16/06/2025

An extinguished star: Parnia Abbasi, young Iranian poet, murdered by Israel

Fausto GiudiceTlaxcala , 16/6/2025

One of the missiles dropped on Iran by Israel on the night of June 12/13 hit a residential building in western Tehran, the Orchid Complex on Sattar Khan Street. The target was Professor Abdulhamid Minoushehr, a nuclear scientist teaching at Beheshti University. The missile destroyed the third, fourth and fifth floors of the building. Among the “collateral” victims was the entire Abbasi family: Parnia, 23, her brother Parham, 16, and their parents Parviz, a retired teacher, and Massoumeh, a retired bank employee.
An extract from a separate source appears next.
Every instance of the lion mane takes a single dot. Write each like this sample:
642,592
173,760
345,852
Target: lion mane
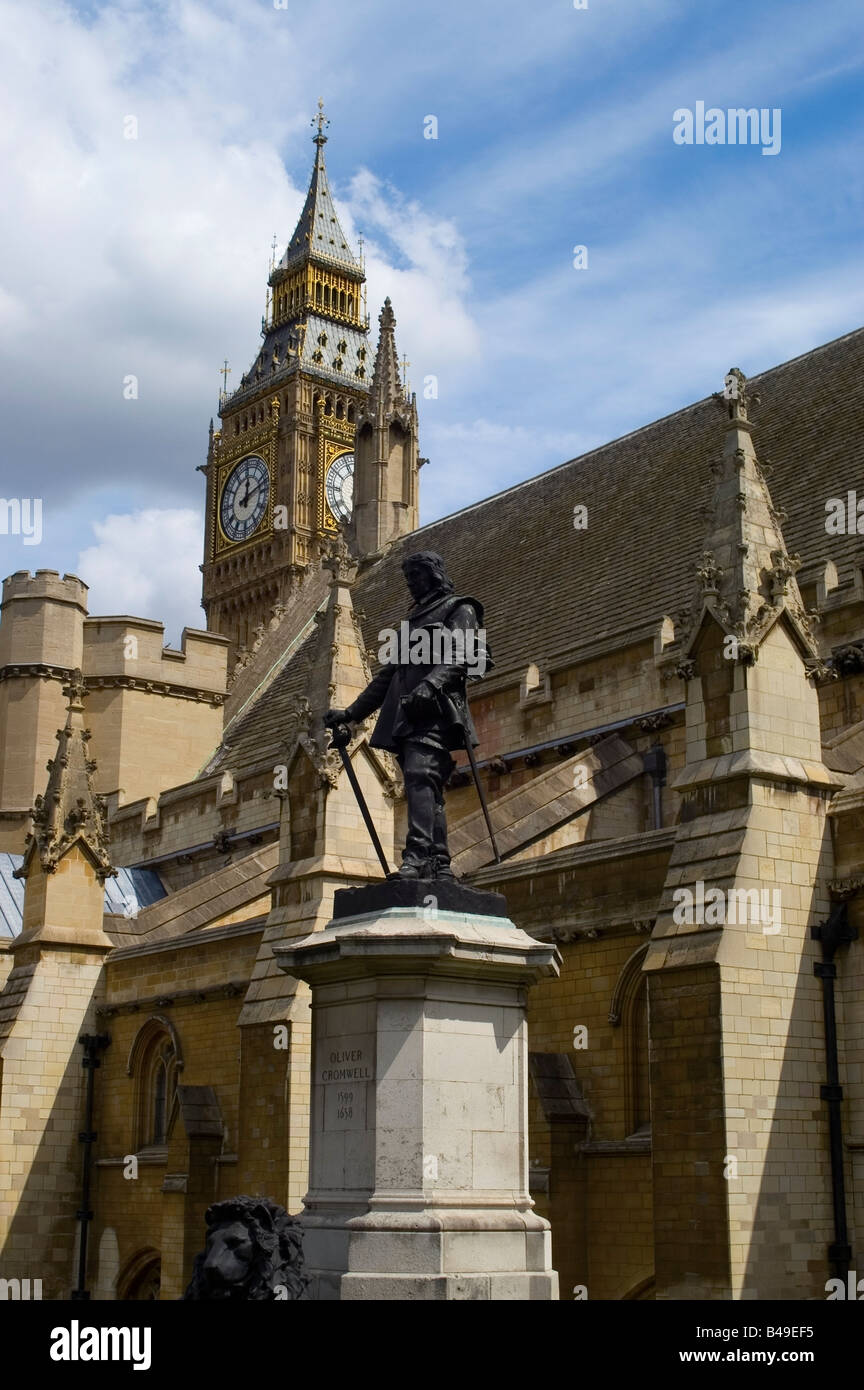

Parnia taught English, worked at Bank Melli and was a poet.

The Extinguished Star

 

I wept for the both

for you

and for me

 

you blow at

the stars, my tears

 

in your world

the freedom of light

in mine

The chase of shadows

 

you and I will come to an end

somewhere

the most beautiful poem in the world

falls quiet

 

you begin

somewhere

to cry the

murmur of life

 

but I will end

I burn

I’ll be that extinguished star

In your sky

like smoke

 

Translated by Ghazal Mosadeq

 

ستاره‌ی خاموش

 

برای هر دو گریستم

 

برای تو

 

و خودم

 

ستاره‌های اشکم را

 

در آسمانت فوت می‌کنی

 

در دنیای تو

 

رهایی نور

 

در دنیای من

 

بازی سایه‌ها

 

در جایی

 

من و تو تمام می‌شویم

 

زیباترین شعر جهان

 

لال می‌شود

 

در جایی

 

تو شروع می‌شوی

 

نجوای زندگی را

 

فریاد می‌کنی

 

در هزار جا

 

من به پایان می‌رسم

 

می‌سوزم

 

می‌شوم ستاره‌ای خاموش

 

که در آسمانت

 

دود می‌شود.

 

 


This poem was published by the poetry magazine Vazn-e Donya [Weight of the World] in an issue devoted to “Generation Z poets”, the result of a writing workshop. Excerpts from a magazine interview with the author:

“I look at everything in my life in a way that allows me to write about it”

Parnia Abbasi: “Whenever I write something, I always show it to my mother, to my friends. I ask those around me what they think. I love seeing how people react when they read my poems, their facial expressions, their response, it’s fascinating to me. Honestly, this has become a huge part of my life. I look at everything that happens to me as something I might be able to write down, to express the feeling I had in that moment through poetry. In that sense, writing brings me peace. Even if it is just a little every night. Many of these poems I never submit or publish anywhere, but when I read them myself, it feels like those feelings are alive again inside me, and that’s deeply meaningful to me.

When I joined the poetry workshop, I was busy with work and university at the same time, but honestly, the workshop mattered far more to me than school or anything else. I would get excited beforehand, preparing something to say. Getting to know poets, seeking them out—that meant more to me than most other things in life. And it still does.”